Today I have decided to clump together The Lovely Bones and Hereafter because I felt similar vibes and have similar feelings about these two movies. I saw each of these films while they were in theaters. The Lovely Bones was based upon the book of the same name, and it is about a girl (Abigail) viewing her old world from director Peter Jackson's idea of a sort of heaven where girls with similar tragic endings go. In Abigail's case, she was raped to death by a creepy middle-aged man (George), who she keeps track of while in the heaven. While I was watching the movie, I could feel that the actors and Jackson were trying to make this story feel real and visionary when I could only roll my eyes at every risk they took. For example, as a huge fan of flashbacks, I usually love it when especially bright lighting and cinematography tricks are used to differentiate the past from the present. However, Jackson's technique in creating the heaven with long fields, a big cliché tree of life, slow movements, disappearing girls, and the actors' slow tongues made it utterly fake and not somewhere that I would go when I die.

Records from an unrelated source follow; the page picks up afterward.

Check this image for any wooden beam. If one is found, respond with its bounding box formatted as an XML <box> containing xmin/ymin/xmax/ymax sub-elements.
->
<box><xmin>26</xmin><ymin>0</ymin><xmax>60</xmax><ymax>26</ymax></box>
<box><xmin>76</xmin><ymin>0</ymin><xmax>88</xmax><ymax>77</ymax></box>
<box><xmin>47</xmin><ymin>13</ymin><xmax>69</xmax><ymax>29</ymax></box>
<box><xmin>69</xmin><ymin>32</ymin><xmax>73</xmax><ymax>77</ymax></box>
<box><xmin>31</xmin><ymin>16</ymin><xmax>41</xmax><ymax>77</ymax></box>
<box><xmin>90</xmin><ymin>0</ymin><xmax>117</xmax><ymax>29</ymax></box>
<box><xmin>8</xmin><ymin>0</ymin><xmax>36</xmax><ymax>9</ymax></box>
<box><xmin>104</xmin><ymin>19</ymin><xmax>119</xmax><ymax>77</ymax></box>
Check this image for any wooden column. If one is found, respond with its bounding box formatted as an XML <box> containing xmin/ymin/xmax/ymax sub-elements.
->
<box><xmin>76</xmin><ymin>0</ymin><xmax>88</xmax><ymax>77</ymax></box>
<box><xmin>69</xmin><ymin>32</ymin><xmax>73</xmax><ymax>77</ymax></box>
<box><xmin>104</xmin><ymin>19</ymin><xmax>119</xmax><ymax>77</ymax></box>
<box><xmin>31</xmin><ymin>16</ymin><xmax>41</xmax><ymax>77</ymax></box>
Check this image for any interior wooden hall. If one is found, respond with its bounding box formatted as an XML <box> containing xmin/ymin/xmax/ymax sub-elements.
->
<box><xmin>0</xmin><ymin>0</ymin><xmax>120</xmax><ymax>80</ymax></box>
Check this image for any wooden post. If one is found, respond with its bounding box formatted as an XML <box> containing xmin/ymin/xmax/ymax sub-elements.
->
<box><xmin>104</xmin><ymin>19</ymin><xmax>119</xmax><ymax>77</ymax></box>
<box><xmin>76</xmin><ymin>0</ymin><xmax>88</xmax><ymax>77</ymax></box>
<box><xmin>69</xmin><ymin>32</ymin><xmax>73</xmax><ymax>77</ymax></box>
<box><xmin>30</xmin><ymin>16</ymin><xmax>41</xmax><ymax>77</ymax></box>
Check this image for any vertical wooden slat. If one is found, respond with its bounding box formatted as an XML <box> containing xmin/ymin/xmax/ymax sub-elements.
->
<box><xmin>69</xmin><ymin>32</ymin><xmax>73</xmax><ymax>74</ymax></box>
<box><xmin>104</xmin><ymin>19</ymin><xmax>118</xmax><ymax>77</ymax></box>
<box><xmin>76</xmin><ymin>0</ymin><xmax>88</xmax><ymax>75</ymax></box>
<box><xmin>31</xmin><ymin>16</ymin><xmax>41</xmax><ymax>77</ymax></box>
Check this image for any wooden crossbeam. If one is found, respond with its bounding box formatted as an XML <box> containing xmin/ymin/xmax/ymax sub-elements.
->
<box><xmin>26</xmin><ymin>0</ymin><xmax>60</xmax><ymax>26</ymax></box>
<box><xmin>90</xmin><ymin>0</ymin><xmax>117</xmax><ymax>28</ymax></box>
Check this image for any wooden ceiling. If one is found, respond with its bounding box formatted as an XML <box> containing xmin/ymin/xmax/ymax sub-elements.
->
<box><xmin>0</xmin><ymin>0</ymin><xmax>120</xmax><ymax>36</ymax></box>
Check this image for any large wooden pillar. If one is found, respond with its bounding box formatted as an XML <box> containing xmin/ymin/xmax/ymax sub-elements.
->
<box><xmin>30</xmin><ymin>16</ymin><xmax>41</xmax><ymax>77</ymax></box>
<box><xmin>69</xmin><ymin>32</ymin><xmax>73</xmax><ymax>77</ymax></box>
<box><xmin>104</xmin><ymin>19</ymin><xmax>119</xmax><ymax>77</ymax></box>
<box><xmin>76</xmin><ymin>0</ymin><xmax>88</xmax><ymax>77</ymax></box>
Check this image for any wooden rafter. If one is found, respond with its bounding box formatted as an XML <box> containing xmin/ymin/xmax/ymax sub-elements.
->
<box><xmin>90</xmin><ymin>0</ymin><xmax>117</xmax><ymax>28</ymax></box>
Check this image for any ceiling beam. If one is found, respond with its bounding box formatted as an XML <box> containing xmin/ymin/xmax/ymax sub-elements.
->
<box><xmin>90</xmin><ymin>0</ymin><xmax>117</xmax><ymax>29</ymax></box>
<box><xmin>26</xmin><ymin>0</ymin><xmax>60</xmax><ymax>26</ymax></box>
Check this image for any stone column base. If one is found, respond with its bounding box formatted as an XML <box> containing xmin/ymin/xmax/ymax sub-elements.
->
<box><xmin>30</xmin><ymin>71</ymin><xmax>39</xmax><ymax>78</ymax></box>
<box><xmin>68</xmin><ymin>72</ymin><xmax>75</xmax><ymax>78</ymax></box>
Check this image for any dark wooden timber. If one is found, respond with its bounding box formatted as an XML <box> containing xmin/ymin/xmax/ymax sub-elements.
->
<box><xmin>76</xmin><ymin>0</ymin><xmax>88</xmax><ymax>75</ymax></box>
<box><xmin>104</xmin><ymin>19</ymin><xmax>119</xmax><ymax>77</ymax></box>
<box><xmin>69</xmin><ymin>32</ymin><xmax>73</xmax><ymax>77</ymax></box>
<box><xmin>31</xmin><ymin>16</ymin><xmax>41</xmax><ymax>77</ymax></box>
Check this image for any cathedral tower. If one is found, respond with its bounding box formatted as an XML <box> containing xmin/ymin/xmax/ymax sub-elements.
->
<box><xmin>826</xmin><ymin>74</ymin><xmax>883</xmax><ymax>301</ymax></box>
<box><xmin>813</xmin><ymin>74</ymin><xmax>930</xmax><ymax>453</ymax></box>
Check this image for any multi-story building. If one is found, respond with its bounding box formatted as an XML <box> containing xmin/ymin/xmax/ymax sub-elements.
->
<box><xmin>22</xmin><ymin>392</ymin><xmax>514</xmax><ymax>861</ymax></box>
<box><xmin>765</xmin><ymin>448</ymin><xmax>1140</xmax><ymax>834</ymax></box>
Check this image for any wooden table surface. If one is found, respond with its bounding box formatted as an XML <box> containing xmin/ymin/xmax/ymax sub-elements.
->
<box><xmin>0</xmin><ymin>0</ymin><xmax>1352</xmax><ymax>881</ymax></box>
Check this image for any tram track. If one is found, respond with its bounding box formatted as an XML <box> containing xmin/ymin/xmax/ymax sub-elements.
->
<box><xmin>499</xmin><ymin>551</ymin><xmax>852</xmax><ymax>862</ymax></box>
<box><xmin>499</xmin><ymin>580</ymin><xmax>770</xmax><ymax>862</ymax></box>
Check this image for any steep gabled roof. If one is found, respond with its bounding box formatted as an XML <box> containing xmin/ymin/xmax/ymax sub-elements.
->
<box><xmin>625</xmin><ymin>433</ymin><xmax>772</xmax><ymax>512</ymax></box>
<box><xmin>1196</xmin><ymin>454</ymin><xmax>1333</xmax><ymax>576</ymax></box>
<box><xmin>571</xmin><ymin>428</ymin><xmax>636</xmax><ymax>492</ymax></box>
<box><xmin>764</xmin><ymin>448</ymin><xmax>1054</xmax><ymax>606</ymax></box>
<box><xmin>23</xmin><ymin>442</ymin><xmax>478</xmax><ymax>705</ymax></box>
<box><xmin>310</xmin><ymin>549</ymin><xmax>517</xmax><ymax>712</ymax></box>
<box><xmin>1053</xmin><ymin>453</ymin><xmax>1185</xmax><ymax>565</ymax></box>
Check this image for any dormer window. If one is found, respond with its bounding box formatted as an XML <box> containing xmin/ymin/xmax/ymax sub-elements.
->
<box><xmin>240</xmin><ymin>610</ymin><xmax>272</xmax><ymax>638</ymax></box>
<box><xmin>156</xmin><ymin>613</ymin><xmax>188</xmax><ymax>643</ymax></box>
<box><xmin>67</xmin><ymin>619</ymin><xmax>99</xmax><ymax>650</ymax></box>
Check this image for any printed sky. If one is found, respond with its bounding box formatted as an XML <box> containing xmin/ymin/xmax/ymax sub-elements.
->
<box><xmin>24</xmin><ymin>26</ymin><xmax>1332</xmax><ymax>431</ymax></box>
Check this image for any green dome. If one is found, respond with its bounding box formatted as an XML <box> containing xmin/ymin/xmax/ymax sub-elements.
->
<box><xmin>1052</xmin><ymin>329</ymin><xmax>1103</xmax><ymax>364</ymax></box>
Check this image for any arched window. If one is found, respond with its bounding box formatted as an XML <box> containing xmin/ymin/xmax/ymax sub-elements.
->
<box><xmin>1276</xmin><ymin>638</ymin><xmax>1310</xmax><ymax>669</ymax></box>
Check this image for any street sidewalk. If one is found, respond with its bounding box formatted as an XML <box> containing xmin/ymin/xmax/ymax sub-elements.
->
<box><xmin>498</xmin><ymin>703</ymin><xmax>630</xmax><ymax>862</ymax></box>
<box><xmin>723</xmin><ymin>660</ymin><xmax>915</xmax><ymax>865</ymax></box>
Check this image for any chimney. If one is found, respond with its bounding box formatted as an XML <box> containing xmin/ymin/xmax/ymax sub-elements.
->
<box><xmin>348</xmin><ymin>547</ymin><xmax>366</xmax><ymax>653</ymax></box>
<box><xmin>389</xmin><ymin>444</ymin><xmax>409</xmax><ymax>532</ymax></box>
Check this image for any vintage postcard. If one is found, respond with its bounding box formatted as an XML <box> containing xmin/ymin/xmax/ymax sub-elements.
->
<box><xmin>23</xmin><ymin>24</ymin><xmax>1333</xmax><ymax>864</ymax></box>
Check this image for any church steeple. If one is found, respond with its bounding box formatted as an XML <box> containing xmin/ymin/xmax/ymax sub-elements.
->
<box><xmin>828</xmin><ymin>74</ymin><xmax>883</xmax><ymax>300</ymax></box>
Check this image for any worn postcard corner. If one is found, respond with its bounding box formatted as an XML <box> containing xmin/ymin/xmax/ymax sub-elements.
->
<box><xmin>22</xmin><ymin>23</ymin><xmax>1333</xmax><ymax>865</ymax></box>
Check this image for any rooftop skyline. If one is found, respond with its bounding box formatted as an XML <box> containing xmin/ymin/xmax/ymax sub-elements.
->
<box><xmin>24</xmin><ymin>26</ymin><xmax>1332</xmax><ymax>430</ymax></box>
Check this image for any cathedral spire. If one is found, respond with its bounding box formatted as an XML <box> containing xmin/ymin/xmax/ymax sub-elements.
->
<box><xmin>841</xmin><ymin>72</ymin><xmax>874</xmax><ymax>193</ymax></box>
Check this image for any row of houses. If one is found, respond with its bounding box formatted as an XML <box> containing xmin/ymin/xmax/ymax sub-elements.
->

Hereafter should have been a short. It felt like the whole movie was setting itself up for something that never came. Perhaps that something should have been Marcus having George talk to his late twin brother, or just something of meaning. If it had been a short film, then it could have gotten away with an ending being the beginning of whatever the audience's imagination wants. However, this was not a short, and it should have been cohesive rather than clumping a bunch of different, disconnected stories together. The ending to this film was completely dissatisfying and one of my least favorite endings of any movie. Furthermore, this Clint Eastwood-directed feature was advertised as being about a guy (George) who connects with the dead even after quitting this profession. Well guess what: this profession as a sort of ghost whisperer was featured more in the two-and-a-half-minute trailer than it was in the entire length of the movie. The only good part was the tsunami in the beginning -- which was followed up by Eastwood's vision of a dark space where one can communicate with the dead. It seemed as though the whole fifty-million-dollar budget was spent on the tsunami with no money left to create a "communication center" (as I will call the darkness with mere shadows; it is no more intricate than it appears in the trailer) worth seeing, since connecting with the dead was supposed to be a major component after all.